Morrison says that she was attracted to the idea of letting women dictate the specific conditions of their labor if they wanted to do so. At the same time, she recognized that very few women—little more than 1 percent—choose to give birth at home, something Morrison attributed to the widespread belief that it is necessary to go somewhere “with machines and monitors” to have a baby.

Ultimately, she decided that a birth center was the ideal way for her to combine patient-directed care with modern medicine.

“We recognized that by opening a birth center we could do things that many women want,” Morrison said, “like giving them their placentas and allowing children into the birthing room.” While such practices are not universally forbidden in hospitals, many do enact restrictions surrounding the delivery process. Morrison continued, “We would also let mother and baby go home shortly after the birth, rather than making them wait 24 hours.”

But ideological principles aside, getting the state’s go-ahead to open a standalone birth center meant working with a nearly intractable government bureaucracy. According to Morrison and Heron, the entire process took five years, cost $300,000, and involved countless forms, face-to-face meetings with health department officials, and a raft of permits, licenses, and follow-up inspections. Because so few birth centers exist in the state, Morrison also notes that health department staff were often flummoxed, unsure of how best to proceed.

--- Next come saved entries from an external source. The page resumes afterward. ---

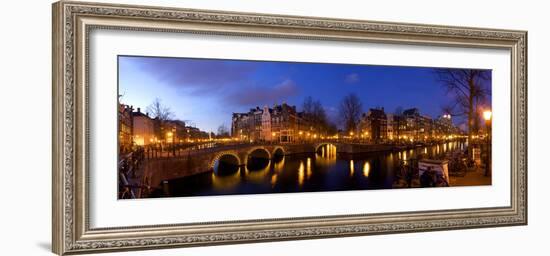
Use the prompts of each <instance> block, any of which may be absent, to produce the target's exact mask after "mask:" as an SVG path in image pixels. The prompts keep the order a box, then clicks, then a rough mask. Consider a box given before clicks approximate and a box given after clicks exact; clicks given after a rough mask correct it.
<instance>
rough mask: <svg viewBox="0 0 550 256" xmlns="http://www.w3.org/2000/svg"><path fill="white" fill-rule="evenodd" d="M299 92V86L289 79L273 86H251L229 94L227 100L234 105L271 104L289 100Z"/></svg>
mask: <svg viewBox="0 0 550 256" xmlns="http://www.w3.org/2000/svg"><path fill="white" fill-rule="evenodd" d="M297 93H298V86H297V85H296V83H295V82H294V81H292V80H291V79H287V80H284V81H282V82H281V83H278V84H276V85H274V86H271V87H258V86H249V87H243V88H242V89H241V90H239V91H237V92H233V93H231V94H228V95H227V96H226V98H225V100H226V101H227V102H228V103H230V104H234V105H239V106H246V107H255V106H264V105H271V104H273V103H280V102H282V101H285V100H287V98H288V97H290V96H294V95H296V94H297Z"/></svg>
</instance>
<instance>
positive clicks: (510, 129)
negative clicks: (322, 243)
mask: <svg viewBox="0 0 550 256" xmlns="http://www.w3.org/2000/svg"><path fill="white" fill-rule="evenodd" d="M526 40H527V32H525V31H511V30H497V29H485V28H464V27H448V26H435V25H423V24H405V23H386V22H373V21H360V20H344V19H327V18H316V17H296V16H280V15H272V14H254V13H233V12H218V11H208V10H190V9H176V8H164V7H145V6H129V5H110V4H97V3H86V2H65V1H62V2H58V3H55V4H54V5H53V116H54V118H53V202H54V205H53V243H52V244H53V251H54V252H55V253H58V254H67V253H85V252H101V251H113V250H131V249H151V248H166V247H182V246H201V245H216V244H228V243H243V242H261V241H276V240H290V239H307V238H320V237H336V236H354V235H373V234H387V233H398V232H417V231H434V230H450V229H463V228H483V227H494V226H506V225H525V224H527V162H526V159H527V84H526V83H527V78H526V75H527V64H526V57H527V48H526V47H527V42H526Z"/></svg>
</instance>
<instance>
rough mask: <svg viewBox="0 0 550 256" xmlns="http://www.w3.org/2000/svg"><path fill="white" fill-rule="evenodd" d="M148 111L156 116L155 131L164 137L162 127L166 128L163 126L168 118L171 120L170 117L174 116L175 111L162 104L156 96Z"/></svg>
mask: <svg viewBox="0 0 550 256" xmlns="http://www.w3.org/2000/svg"><path fill="white" fill-rule="evenodd" d="M147 113H148V114H150V115H151V117H153V118H154V119H153V122H154V125H155V128H154V129H155V133H156V134H157V135H158V136H159V137H162V135H163V132H162V129H164V127H163V126H164V124H165V122H166V121H167V120H170V118H172V116H173V115H174V113H173V112H172V111H171V110H170V108H169V107H166V106H164V105H162V103H161V100H160V99H159V98H156V99H155V100H154V101H153V103H151V104H150V105H149V106H147Z"/></svg>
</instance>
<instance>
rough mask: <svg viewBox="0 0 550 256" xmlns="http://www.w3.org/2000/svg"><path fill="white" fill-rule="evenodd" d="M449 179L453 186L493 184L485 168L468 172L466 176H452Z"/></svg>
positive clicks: (464, 185) (477, 169)
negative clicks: (457, 176)
mask: <svg viewBox="0 0 550 256" xmlns="http://www.w3.org/2000/svg"><path fill="white" fill-rule="evenodd" d="M449 179H450V183H451V184H450V185H451V187H455V186H482V185H491V177H487V176H485V170H484V169H483V168H476V170H475V171H471V172H466V175H465V176H464V177H453V176H451V177H450V178H449Z"/></svg>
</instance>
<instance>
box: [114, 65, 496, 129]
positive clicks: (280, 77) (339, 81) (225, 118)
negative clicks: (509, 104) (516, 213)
mask: <svg viewBox="0 0 550 256" xmlns="http://www.w3.org/2000/svg"><path fill="white" fill-rule="evenodd" d="M489 83H490V81H489ZM119 93H120V94H121V95H123V96H122V98H121V102H122V103H124V104H128V105H132V106H133V107H134V108H138V107H140V108H141V109H142V112H145V111H146V108H147V106H148V105H150V104H151V103H152V102H153V101H154V100H155V98H159V99H161V101H162V103H163V105H165V106H167V107H169V108H170V109H171V110H172V112H174V114H175V118H176V119H180V120H184V121H186V122H187V123H189V124H191V125H194V126H196V127H198V128H200V129H201V130H204V131H213V132H215V131H216V130H217V127H218V126H220V125H221V124H225V125H226V126H227V127H231V115H232V113H233V112H247V111H248V110H249V109H250V108H255V107H256V106H259V107H263V106H264V105H268V106H270V107H271V106H273V105H274V104H280V103H282V102H286V103H287V104H289V105H296V107H297V108H298V110H300V109H301V106H302V103H303V101H304V98H306V97H307V96H311V97H313V99H315V100H320V101H321V103H322V104H323V106H324V107H325V110H326V112H327V115H328V116H329V118H330V119H331V120H332V121H334V122H335V123H337V121H338V105H339V103H340V101H341V100H342V98H344V97H345V96H346V95H348V94H349V93H355V94H357V95H358V96H359V98H360V99H361V101H362V103H363V111H365V112H366V111H368V109H369V108H374V107H384V109H385V110H386V112H387V113H388V112H389V113H393V112H394V111H395V110H396V108H398V107H402V108H403V109H407V108H412V107H417V108H419V109H420V112H421V113H422V114H424V115H428V116H431V117H432V118H436V117H437V116H439V115H441V114H442V113H441V108H442V106H444V105H447V104H448V102H449V101H451V100H452V95H450V94H447V93H446V89H445V88H443V86H441V84H439V83H438V81H437V78H436V75H435V74H434V71H433V68H423V67H397V66H368V65H349V64H324V63H296V62H268V61H242V60H215V59H191V58H160V57H138V56H135V57H134V56H119ZM460 122H462V119H460V118H458V119H456V120H455V124H457V125H458V124H460Z"/></svg>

On top of this, added Heron, “The laws are very strict. First, you need a Certificate of Need (CoN). The fact that we already had a location where we performed abortions and provided gynecological care meant that we could expand our existing CoN.” Nonetheless, she called the process “grueling.”

“Some of the regulations seemed nonsensical,” she continued. “For example, we needed a portable ice maker. Of course, we went and bought one, which we have never used. Everything that we purchased or installed, including the birthing pool, had to meet specific measurements and had to be checked, inspected, and monitored.”

But the biggest hurdle—Heron called it a “challenge”—comes not from state oversight, but rather from insurance companies. So far, the Medicaid managed care provider Independence Health is the only health plan to cover deliveries at Womenservices, meaning that women without this coverage have to pay out-of-pocket if they wish to give birth there.

Both Heron and Morrison find this confounding. “At Womenservices, births cost less than hospital births, but for some reason, they are still opposed by insurance companies,” Morrison said. “A typical hospital birth costs nearly $10,000; at the Birth Center it’s $3,000.”

Even so, neither of them are discouraged. As Morrison said, “We’re working to give women the opportunity to have the birth they want or the abortion they need.”